Previo a todo esto, el 27 de junio de 1806, los ingleses arribaban por primera vez a nuestras costas porteñas.
Era conocida ya la política del imperio Británico, tenía un plan de invasión hacia nuestras costas, así se afirma, y el resultado fueron dos invasiones.

El 25 de junio las fuerzas británicas al mando de William Carr Beresford llegan hasta la actual costa de Quilmes en la provincia de Buenos Aires.

En esta puja que llevaba adelante Inglaterra, encontraba a España más preocupada por su realidad, esto era el avance de las fuerzas napoleónicas y lo que sería posteriormente la ocupación de Napoleón Bonaparte en suelo español.
En tal sentido, conociendo la situación y el contexto político, no envía ayuda significativa y dejó a la ciudad a su suerte.
La flota de Beresford había sido advertida desde Uruguay a principios del mes y durante los siguientes días rozó las costas del sur de la ciudad. Al día siguiente, el virrey Sobremonte envió tropas coloniales al encuentro de los ingleses, que fueron derrotadas.
Luego intentó sostener el avance en puente de Gálvez, hoy Pueyrredón, con fuerzas militares y civiles, sin suerte frente a los 1.600 británicos.
La ciudad se rinde el 27 de junio y Beresford toma posesión del fuerte de Buenos Aires y Sobremonte huye hacia Luján, desde donde intentó reorganizar el poder y el ejército virreinales.
Los ingleses desfilaron por la plaza Mayor e izaron la bandera de su país.

LAS MEDIDAS DE LOS INGLESES

• Beresford mantuvo en sus cargos a los funcionarios porteños,
• decretó la libertad de comercio
• y la reducción de aranceles como medidas para ganar el favor de los porteños.
• Ambas órdenes respondían, sin embargo, a ganar las vías comerciales sudamericanas que estaban en manos españolas.
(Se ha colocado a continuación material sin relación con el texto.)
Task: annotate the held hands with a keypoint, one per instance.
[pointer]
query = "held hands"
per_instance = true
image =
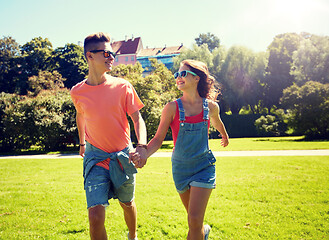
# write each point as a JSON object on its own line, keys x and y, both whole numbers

Por otro lado, los ricos comerciantes en Buenos Aires que estaban favorecidos por el sistema del monopolio impuesto en el virreinato, y que se sintieron afectados por las nuevas medidas, reaccionaron y comenzaron a organizar la reconquista.

La Reconquista fue lograda 46 días después de la permanencia británica en la ciudad, que dejó como consecuencia un nuevo actor en la política porteña de entonces: las milicias urbanas, primero formadas por españoles, criollos, así se quiso, pero luego aparecieron todas las castas, negros, pardos, mestizos, y esto le dio otro perfil a la reconquista y, a aquellas jornadas de la historia nacional y de nuestro continente.
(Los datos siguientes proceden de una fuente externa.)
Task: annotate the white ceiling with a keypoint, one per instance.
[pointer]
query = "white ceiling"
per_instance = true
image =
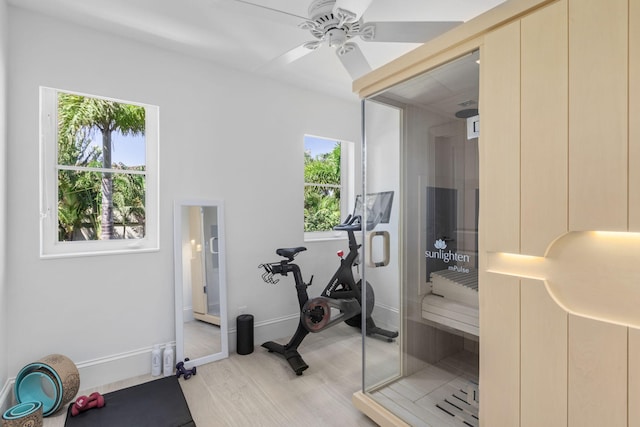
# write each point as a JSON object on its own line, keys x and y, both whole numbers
{"x": 252, "y": 36}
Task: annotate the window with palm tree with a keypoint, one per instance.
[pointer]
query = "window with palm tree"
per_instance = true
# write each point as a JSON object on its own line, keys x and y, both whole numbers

A partir de 1809, pasó a ser un cuerpo netamente criollo que tendrá una participación muy destacada en las jornadas de mayo del año siguiente, pero esto fueron los criollos, las otras milicias fueron disueltas.

FUENTES: varias y propias.

Primera versión publicada el 4 de julio del 2010. Corregida, actualizada y ampliada.